Am Mittwoch, den 30.08.2006, 16:08 +0200 schrieb Vincenzo Gianferrari
Pini:
> I took a deep look to our curent BayesianAnalyzer code and to Gary 
> Robinson's blog and paper 
> (http://garyrob.blogs.com//handlingtokenredundancy94.pdf).
> 
> I would be quite simple to change our current code to optionally support 
> the proposed extensions (I have already available my own java code to 
> efficiently compute the [inverse] chi-square function).
> 
> *But* there is a problem, in case we want to allow the use of the 
> current corpus data.
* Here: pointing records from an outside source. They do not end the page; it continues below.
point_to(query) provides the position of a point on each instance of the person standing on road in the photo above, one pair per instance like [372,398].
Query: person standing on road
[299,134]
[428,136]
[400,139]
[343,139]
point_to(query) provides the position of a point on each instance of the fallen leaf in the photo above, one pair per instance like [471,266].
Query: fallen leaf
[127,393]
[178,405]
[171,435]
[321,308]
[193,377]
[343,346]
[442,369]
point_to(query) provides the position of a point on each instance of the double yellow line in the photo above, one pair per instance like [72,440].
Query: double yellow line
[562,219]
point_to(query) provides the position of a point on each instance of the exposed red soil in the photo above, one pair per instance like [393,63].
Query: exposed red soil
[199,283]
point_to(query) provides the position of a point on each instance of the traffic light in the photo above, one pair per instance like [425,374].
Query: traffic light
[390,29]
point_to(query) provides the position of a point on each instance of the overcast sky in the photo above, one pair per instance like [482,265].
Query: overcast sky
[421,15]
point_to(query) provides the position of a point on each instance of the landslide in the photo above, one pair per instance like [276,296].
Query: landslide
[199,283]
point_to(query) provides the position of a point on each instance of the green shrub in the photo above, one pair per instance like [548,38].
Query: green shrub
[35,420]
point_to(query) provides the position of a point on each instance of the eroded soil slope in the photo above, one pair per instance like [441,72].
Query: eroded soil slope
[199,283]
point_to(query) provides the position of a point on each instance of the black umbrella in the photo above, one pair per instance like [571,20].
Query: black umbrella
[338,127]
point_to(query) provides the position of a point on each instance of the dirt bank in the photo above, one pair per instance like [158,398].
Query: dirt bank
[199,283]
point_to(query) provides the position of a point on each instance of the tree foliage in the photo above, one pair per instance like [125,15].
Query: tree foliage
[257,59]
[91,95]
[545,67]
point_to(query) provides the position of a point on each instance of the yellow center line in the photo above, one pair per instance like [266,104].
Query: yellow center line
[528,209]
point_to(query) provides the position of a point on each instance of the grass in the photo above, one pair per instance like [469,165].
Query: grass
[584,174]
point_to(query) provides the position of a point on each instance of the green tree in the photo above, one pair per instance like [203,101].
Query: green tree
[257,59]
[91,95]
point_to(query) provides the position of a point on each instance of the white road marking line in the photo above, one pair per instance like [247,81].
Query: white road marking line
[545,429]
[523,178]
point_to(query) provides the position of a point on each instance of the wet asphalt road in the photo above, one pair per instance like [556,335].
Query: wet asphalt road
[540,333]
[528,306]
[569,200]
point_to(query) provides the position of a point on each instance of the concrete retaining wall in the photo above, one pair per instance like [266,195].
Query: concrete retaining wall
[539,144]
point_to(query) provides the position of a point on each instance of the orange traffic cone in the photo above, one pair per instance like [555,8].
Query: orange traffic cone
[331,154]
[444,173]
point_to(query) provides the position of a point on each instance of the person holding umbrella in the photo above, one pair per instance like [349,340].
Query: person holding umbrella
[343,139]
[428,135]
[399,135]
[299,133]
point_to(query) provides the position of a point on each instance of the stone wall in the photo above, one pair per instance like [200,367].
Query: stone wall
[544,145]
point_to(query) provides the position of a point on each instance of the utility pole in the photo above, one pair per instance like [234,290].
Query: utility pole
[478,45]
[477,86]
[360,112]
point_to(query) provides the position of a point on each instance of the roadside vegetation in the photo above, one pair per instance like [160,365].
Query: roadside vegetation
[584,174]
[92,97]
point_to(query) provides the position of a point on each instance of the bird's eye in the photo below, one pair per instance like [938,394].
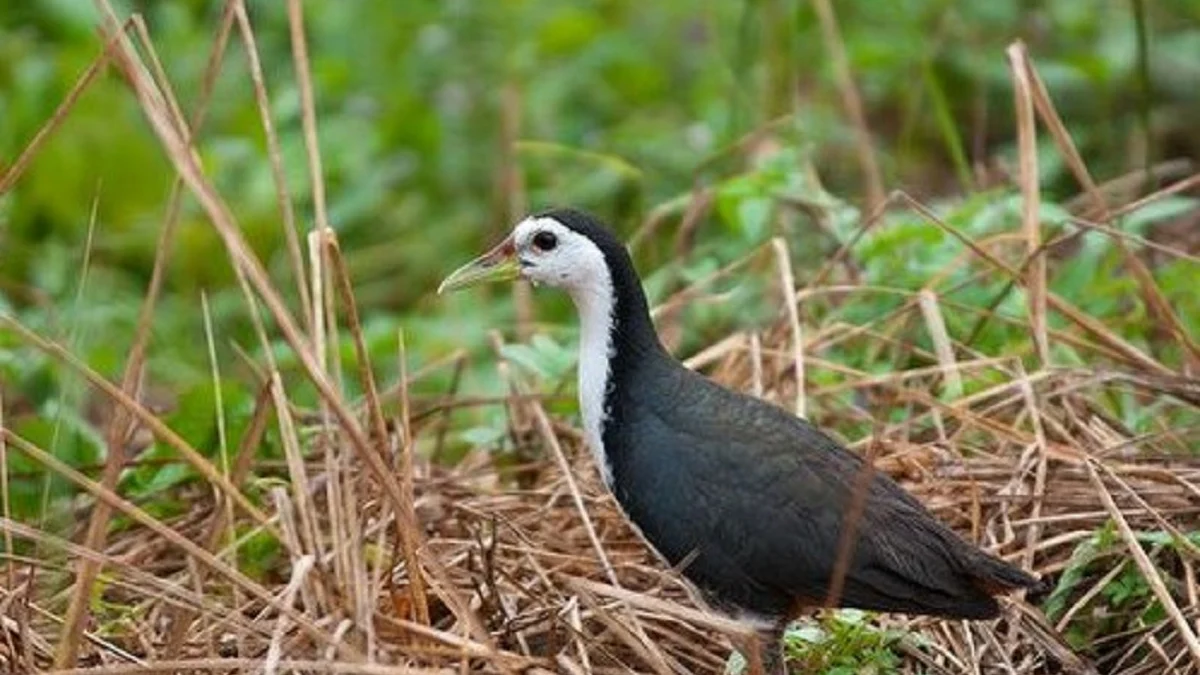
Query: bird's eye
[545,240]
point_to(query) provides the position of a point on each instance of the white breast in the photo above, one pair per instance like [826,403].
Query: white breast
[595,308]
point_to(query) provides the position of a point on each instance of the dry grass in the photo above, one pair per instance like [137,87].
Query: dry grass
[396,565]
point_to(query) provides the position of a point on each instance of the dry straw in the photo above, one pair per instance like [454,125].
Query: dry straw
[395,565]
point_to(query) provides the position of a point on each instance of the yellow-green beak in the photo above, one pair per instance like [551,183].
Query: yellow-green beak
[498,264]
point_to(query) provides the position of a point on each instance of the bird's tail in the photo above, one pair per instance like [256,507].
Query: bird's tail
[995,577]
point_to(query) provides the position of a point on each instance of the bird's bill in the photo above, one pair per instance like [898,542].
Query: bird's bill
[498,264]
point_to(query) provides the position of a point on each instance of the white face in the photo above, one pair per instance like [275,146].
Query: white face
[556,255]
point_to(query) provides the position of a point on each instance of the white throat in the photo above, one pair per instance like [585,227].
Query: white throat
[595,306]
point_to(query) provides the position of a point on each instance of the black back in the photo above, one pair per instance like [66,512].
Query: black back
[753,500]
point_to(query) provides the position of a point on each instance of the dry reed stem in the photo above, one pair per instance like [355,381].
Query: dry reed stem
[1031,199]
[118,503]
[275,157]
[119,426]
[1146,566]
[787,285]
[409,526]
[514,610]
[243,257]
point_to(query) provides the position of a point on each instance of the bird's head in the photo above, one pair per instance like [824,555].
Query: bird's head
[562,249]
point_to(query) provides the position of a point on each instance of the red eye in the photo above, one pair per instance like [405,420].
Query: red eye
[545,240]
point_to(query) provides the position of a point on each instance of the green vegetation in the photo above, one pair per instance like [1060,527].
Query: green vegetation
[702,132]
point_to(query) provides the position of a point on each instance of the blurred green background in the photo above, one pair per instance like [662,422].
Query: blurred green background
[619,106]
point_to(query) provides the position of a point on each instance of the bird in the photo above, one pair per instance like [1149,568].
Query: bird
[747,499]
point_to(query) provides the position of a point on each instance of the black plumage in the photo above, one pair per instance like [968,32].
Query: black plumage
[751,501]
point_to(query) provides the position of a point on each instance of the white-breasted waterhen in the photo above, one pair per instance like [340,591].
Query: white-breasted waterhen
[748,499]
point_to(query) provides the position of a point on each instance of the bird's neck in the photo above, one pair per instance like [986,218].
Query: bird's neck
[616,333]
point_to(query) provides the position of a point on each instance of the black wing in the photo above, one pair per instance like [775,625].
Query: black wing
[754,501]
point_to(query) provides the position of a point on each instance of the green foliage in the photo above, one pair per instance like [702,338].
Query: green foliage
[622,107]
[843,643]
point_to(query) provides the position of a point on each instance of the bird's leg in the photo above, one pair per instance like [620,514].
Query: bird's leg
[765,651]
[771,649]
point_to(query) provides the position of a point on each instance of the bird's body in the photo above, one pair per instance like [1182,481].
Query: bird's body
[749,501]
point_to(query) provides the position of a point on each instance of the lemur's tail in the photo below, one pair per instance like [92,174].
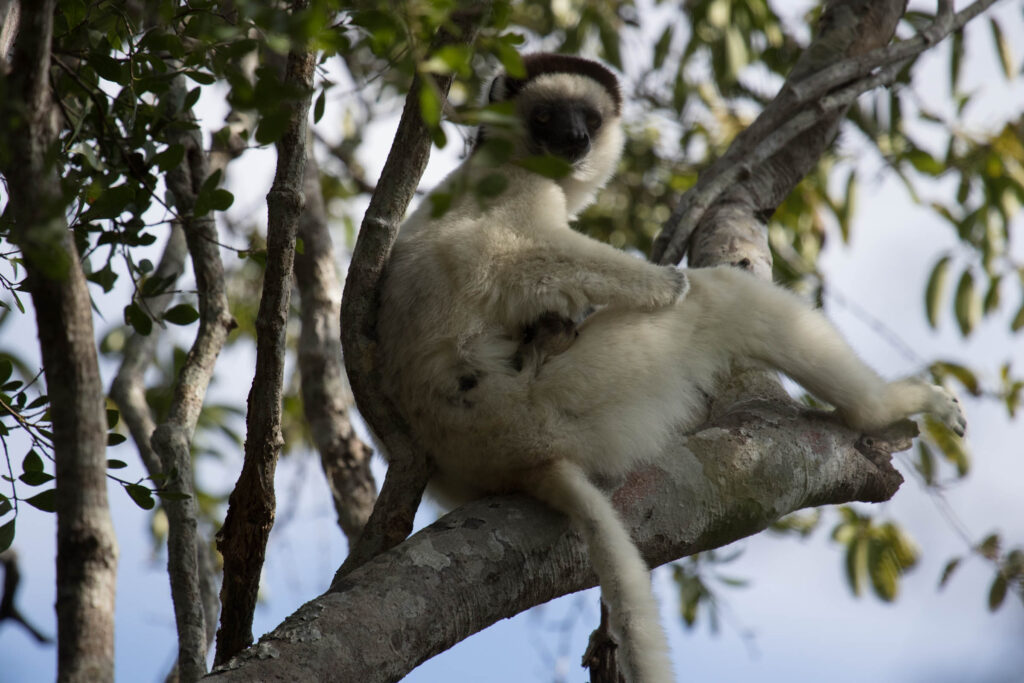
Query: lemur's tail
[622,571]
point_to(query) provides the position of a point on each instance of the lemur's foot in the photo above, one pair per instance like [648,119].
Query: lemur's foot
[946,408]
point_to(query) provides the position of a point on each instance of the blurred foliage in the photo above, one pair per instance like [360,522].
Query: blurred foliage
[127,75]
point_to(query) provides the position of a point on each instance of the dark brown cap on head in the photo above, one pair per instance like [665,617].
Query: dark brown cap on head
[549,62]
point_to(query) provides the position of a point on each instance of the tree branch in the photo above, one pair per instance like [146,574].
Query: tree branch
[846,59]
[326,395]
[410,468]
[86,546]
[242,541]
[497,557]
[186,556]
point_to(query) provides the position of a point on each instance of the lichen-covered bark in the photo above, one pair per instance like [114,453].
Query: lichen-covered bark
[87,552]
[497,557]
[410,468]
[326,396]
[251,507]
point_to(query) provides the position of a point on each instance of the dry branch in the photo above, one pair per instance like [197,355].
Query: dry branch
[251,507]
[326,396]
[410,468]
[172,439]
[87,550]
[497,557]
[846,59]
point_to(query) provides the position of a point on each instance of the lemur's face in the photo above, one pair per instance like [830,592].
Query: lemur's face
[564,115]
[564,129]
[568,107]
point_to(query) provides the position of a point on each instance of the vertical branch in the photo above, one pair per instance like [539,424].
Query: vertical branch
[251,508]
[326,395]
[172,439]
[391,519]
[86,545]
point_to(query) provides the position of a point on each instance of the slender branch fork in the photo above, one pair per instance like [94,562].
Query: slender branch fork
[800,105]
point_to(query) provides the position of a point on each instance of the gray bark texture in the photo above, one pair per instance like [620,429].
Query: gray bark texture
[410,467]
[87,552]
[242,541]
[497,557]
[393,606]
[326,396]
[186,555]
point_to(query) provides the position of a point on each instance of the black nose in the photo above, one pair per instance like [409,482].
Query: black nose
[566,134]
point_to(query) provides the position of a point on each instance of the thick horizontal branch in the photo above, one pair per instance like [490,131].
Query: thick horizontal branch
[497,557]
[815,96]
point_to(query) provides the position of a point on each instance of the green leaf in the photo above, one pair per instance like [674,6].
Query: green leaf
[221,200]
[201,77]
[663,45]
[935,290]
[926,163]
[169,158]
[181,314]
[138,319]
[941,370]
[856,564]
[111,204]
[991,301]
[1018,321]
[46,501]
[955,59]
[271,125]
[510,58]
[947,572]
[989,547]
[35,478]
[7,535]
[926,462]
[32,462]
[439,204]
[172,496]
[967,304]
[141,496]
[430,103]
[104,278]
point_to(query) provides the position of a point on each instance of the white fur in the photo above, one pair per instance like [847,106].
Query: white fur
[457,295]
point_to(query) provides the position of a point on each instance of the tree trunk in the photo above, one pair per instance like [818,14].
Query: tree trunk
[86,546]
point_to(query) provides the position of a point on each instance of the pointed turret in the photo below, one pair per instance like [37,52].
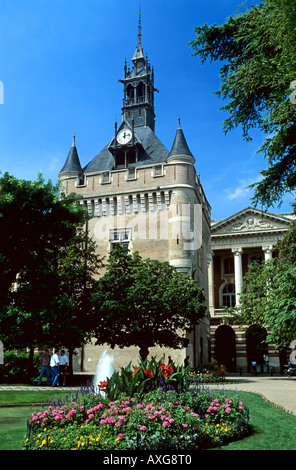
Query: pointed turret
[72,165]
[180,149]
[138,88]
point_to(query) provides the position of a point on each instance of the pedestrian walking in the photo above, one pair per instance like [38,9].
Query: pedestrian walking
[55,371]
[64,363]
[45,367]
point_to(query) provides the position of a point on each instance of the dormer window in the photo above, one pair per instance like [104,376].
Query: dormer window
[106,177]
[81,180]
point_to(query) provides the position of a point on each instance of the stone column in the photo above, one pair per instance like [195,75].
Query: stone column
[210,262]
[267,252]
[238,273]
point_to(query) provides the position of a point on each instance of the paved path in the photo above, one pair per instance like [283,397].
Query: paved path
[278,390]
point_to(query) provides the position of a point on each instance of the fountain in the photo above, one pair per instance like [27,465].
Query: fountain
[105,368]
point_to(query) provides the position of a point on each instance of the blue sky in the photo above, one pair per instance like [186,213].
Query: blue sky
[60,62]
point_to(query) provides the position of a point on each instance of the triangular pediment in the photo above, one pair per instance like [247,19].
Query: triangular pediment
[250,220]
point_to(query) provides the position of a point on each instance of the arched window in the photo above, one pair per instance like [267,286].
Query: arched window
[228,296]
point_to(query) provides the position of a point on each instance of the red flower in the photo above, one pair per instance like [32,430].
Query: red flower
[167,370]
[148,373]
[102,384]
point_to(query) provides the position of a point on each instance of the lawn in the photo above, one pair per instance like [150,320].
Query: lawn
[273,429]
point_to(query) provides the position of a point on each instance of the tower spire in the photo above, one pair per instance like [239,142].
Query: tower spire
[139,54]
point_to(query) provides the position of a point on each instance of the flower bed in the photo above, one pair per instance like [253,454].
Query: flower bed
[162,419]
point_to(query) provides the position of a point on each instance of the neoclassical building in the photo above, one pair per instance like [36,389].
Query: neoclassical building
[245,237]
[147,198]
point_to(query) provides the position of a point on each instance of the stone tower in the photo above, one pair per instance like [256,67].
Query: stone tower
[147,198]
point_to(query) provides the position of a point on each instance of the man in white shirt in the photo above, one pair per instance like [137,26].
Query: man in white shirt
[64,362]
[54,366]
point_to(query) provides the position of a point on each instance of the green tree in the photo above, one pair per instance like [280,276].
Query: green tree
[257,283]
[281,311]
[47,264]
[32,220]
[257,51]
[268,296]
[144,303]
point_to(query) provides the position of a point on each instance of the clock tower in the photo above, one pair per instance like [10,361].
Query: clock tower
[138,89]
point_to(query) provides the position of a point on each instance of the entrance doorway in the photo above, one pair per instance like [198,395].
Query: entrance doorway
[226,347]
[257,349]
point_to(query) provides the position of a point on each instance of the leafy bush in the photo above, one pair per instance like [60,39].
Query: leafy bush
[16,367]
[152,374]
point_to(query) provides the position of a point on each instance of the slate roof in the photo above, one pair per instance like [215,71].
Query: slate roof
[180,146]
[154,152]
[72,163]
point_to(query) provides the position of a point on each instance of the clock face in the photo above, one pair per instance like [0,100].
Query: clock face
[124,136]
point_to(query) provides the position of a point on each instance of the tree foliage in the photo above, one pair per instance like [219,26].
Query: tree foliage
[257,51]
[144,303]
[32,220]
[53,263]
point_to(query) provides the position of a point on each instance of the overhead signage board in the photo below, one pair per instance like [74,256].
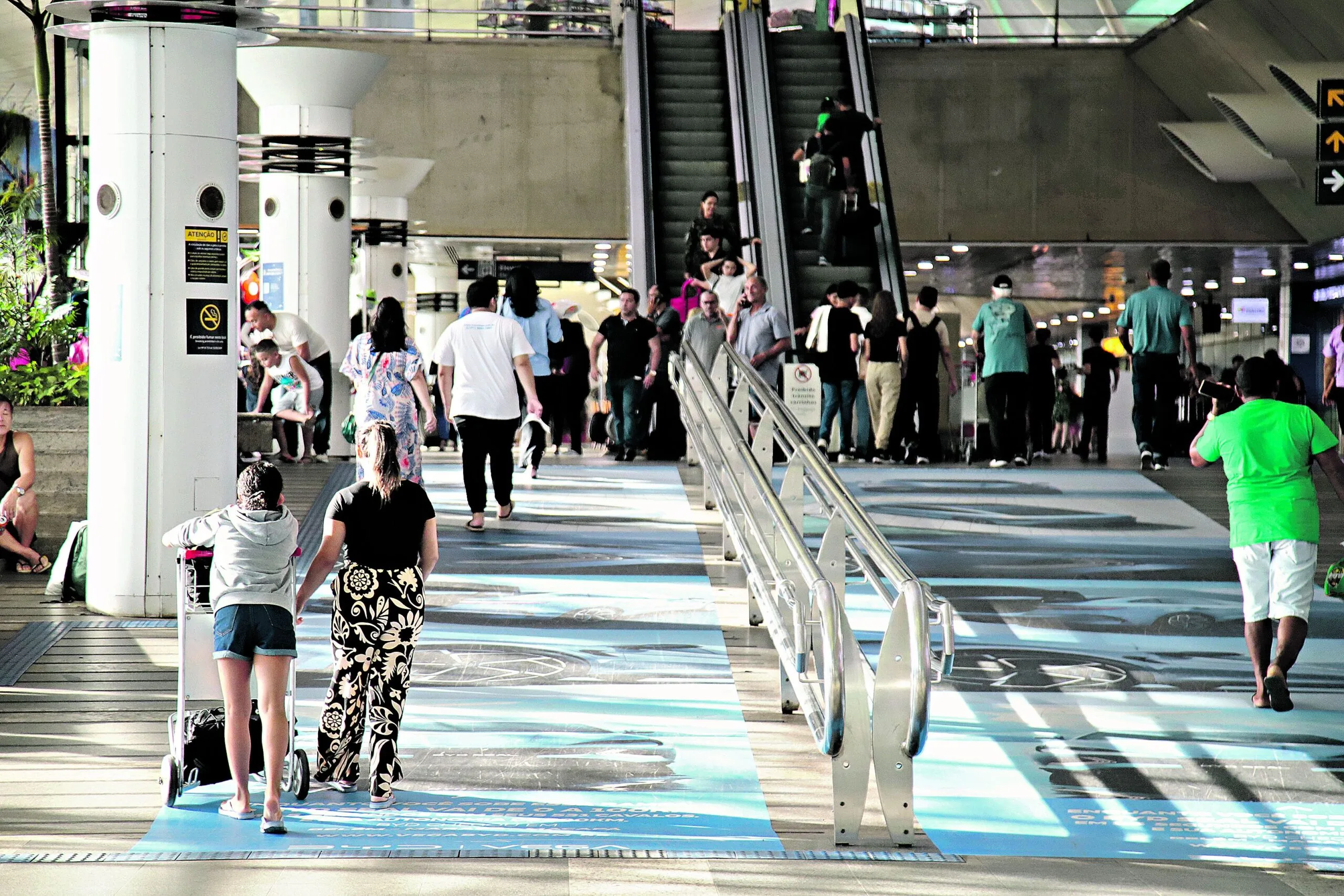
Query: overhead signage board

In spite of what Gary says in page 1 of his paper, 
> when computing b(w) and g(w), Paul Graham's approach (both the original 
> one - http://paulgraham.com/spam.html - and the enhanced one upon which 
> our current code is based and the corpuses are built - 
> http://paulgraham.com/better.html) collects different data:
> 
> for Gary: b(w) = (the number of spam e-mails containing the word w) / 
> (the total number of spam e-mails),
> while for Paul and us: b(w) = (the total count of occurrences of word w 
> in the spam e-mails) / (the total number of spam e-mails).
> 
> Similarly for computing g(w), anf f(w), where m =  (the number of spam 
> e-mails containing the word w) + (the number of ham e-mails containing 
> the word w).
> 
> In fact, in http://paulgraham.com/spam.html  it may be read the following:
> ...
> The especially observant will notice that while I consider each corpus 
> to be a single long stream of text for purposes of counting occurrences, 
> I use the number of emails in each, rather than their combined length, 
> as the divisor in calculating spam probabilities. This adds another 
> slight bias to protect against false positives.
> ...
> and that's how I coded the current stuff.
> 
> To fully Support Gary's proposal we should collect a third field in the 
> bayesiananalysis_ham and spam tables, containing his different counter, 
> and the corpuses should be rebuilt from scratch.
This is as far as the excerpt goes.